Enough with the wind chill temperature

Wind ChillIts cold out there.  That is enough for me.  I do not have to hear from the weather person that it will be 42 degrees tomorrow but it will feel like 27 degrees.

It has now gone beyond the pale.  When I put on the local weather forecast on the news, it has gotten to a point that they do not even talk about the real temperature!  They now do the five-day forecast with the ‘real’ temperature on top and the wind chill on the bottom of the daily graphic.  To make things worse, the wind chill is highlighted over the real temperature.

This is nuts.  I am sorry.  Leave it to media sensationalism to report a ‘worse situation’ then what it really is.  Everything has to be more.  Everything needs to be dramatic.  Can I just get the freaking weather today?

The wind chill is a bunch of baloney just on its face.  Did ‘Joe or Brittany’ local weather reporters – who incidentally do not know much about the weather, they are simply reciting the National Weather Service with their ‘spin’ – ever think that there are so many other factors which goes into how one feels with the wind added on?

Hey ‘Joe or Brittany,’ do you think the feel of the temperature could be different based on being in sunshine, rather than in the shade or at night?  Nope.  What about buildings which create wind tunnels?  Nope.  How about the weight or height of the person experiencing this dreaded wind chill?  Nope again.

But why worry about these small details?  Why have the facts get in the way of good weather drama?  These wannabe actors are simply showing their ‘grade C acting skills’ by trying their wares on how I am supposed to feel.

How about the plain facts for once?    We are so trained to understand that tomorrow’s 34 degree day with 25 mph winds will make it feel like 3 degrees above zero! Oh no!  Help me!  What do I need to wear in a ‘virtual 3 degree’ day?

Here is one of the big problems with the wind chill.  What happens when it is really 3 degrees with bright sunshine and calm winds?  Are we ok thinking that last week seemed to be the same 3 degrees and we felt fine with the temperature?  Have we ever heard about frost bite?  There is no ‘virtual’ when it comes to the real 3 degrees.  That is just brutally cold…and truthful.

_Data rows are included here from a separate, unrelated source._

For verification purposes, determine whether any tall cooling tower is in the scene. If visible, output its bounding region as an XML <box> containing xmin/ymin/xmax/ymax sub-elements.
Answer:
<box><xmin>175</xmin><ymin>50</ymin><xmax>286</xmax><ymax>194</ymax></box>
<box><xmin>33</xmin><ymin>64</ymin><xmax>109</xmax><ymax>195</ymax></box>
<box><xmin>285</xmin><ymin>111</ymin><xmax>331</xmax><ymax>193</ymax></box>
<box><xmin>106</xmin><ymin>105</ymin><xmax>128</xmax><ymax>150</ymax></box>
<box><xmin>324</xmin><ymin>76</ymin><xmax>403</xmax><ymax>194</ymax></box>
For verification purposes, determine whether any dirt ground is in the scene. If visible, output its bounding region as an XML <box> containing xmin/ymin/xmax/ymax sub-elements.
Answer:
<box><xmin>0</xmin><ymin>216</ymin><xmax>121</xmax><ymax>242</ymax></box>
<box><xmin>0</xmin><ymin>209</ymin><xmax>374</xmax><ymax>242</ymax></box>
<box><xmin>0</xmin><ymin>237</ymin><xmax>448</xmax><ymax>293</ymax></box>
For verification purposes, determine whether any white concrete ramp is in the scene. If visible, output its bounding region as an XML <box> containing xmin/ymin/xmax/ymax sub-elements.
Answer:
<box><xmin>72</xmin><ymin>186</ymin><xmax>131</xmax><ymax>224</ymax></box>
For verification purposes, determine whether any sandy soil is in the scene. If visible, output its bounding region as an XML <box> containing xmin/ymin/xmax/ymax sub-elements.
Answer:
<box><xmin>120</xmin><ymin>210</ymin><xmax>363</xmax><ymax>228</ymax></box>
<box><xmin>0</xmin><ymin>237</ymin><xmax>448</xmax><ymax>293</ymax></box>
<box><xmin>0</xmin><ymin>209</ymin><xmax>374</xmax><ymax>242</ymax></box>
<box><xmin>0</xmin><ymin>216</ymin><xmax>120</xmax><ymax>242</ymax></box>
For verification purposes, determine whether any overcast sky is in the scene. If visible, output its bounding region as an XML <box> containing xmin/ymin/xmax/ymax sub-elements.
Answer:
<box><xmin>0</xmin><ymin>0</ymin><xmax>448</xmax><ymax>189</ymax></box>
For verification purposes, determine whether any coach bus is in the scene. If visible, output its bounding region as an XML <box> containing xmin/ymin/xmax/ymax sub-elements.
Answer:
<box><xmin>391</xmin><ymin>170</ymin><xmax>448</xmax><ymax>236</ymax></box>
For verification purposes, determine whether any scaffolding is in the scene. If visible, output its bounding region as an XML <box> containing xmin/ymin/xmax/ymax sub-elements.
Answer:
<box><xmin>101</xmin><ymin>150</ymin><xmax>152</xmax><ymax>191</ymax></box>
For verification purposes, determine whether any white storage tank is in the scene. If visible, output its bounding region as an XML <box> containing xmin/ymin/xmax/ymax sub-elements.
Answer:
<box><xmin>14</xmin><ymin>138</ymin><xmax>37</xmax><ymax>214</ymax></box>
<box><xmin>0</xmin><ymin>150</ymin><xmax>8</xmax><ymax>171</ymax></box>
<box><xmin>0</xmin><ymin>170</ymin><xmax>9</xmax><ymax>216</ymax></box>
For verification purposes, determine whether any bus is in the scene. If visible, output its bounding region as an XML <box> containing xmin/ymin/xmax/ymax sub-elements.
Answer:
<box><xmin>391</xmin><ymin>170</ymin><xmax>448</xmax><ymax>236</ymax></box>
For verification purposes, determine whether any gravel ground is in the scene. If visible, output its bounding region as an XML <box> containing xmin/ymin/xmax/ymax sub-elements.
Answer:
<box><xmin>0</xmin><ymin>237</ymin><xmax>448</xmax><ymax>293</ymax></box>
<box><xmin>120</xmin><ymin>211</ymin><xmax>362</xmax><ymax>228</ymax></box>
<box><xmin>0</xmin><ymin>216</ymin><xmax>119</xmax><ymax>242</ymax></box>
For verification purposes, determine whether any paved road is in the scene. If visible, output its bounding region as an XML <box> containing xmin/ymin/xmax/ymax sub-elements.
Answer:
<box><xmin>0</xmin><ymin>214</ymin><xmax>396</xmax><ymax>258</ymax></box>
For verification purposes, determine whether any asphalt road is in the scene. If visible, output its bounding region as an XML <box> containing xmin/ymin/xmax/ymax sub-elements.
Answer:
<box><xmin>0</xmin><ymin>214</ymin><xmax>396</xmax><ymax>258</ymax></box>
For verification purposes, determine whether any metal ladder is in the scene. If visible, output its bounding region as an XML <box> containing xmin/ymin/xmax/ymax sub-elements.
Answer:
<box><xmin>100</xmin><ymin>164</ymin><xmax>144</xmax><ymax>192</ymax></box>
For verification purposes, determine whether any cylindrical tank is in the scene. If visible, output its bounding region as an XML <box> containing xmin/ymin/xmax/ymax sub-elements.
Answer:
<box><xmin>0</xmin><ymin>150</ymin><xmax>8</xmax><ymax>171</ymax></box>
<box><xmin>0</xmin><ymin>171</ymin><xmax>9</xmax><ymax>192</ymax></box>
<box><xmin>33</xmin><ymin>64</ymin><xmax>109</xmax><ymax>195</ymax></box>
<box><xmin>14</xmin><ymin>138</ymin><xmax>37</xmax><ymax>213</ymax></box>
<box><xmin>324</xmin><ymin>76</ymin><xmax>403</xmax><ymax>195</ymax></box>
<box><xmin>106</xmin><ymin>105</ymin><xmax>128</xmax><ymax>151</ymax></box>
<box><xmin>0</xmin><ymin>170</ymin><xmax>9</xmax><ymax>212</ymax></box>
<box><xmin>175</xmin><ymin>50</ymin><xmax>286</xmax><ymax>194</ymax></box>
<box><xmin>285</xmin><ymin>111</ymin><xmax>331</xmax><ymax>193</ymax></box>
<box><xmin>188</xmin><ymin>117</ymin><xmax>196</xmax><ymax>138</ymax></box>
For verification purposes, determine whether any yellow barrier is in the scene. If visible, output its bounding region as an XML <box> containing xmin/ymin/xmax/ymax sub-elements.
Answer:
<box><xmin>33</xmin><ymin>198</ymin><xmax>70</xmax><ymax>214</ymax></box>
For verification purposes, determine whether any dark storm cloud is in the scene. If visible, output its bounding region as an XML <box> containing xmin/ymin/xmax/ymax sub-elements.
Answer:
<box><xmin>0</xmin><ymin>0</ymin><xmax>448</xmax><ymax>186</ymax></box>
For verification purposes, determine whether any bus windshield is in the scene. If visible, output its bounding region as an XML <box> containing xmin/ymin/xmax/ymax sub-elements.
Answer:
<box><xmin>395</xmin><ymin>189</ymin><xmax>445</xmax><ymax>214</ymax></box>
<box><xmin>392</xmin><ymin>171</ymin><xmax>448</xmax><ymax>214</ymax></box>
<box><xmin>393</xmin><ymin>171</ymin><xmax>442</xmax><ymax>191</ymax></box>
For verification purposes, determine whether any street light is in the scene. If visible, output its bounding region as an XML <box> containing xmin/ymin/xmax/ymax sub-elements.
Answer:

Try the real 3 degrees while driving on a road and the night before it rained at the real 34 degrees!  Are we supposed to think that the water will not turn to ice?  It didn’t yesterday when ‘Joe and Brittany’ – the weather pros – said it would feel like 3 degrees when it was raining?  You see, Joe and Brittany, water only freezes below the ‘real 32 degrees.’  When I get into a car crash and break my neck and spine, can I send you the bill for my permanent disability?

Oh wait…when does these ‘weather scholars’ stop reporting the wind chill temperature?  Is there a unified rule?  Let’s say I turn on WCBS News in New York and Joe says it is 50 degrees but Brittany on WNBC is still reporting wind chills of 31 degrees?  Now what?  I have competing broadcasters not on the same page as to when to halt the wind chill!  Now how should I dress?  I would normally wear a sweater with a light jacket with the real 50 degrees.  However, Brittany is saying it will feel like 31 degrees!  Do I need my down jacket? Oy veyzmir!

Now that I am done with this cathartic post, I just have one more question for Joe and Brittany. When it is 91 degrees outside in August, with winds of 22 mph, should I ‘feel’ like it is a delightful 72 degrees?  I need to know, Joe and Brittany, if I need to wear a thin t-shirt and bring a quart of water?

The answer please?

1 reply »

  1. It is definitely a great job. One in which you could be wrong every day and still retain your job. I would also like to hear just the news, nothing but the news, without the constant bantering back and forth. If I wanted to be entertained, I would have put so etching else on. Let’s bring back John Cameron Swayze and Huntley and Brinkley.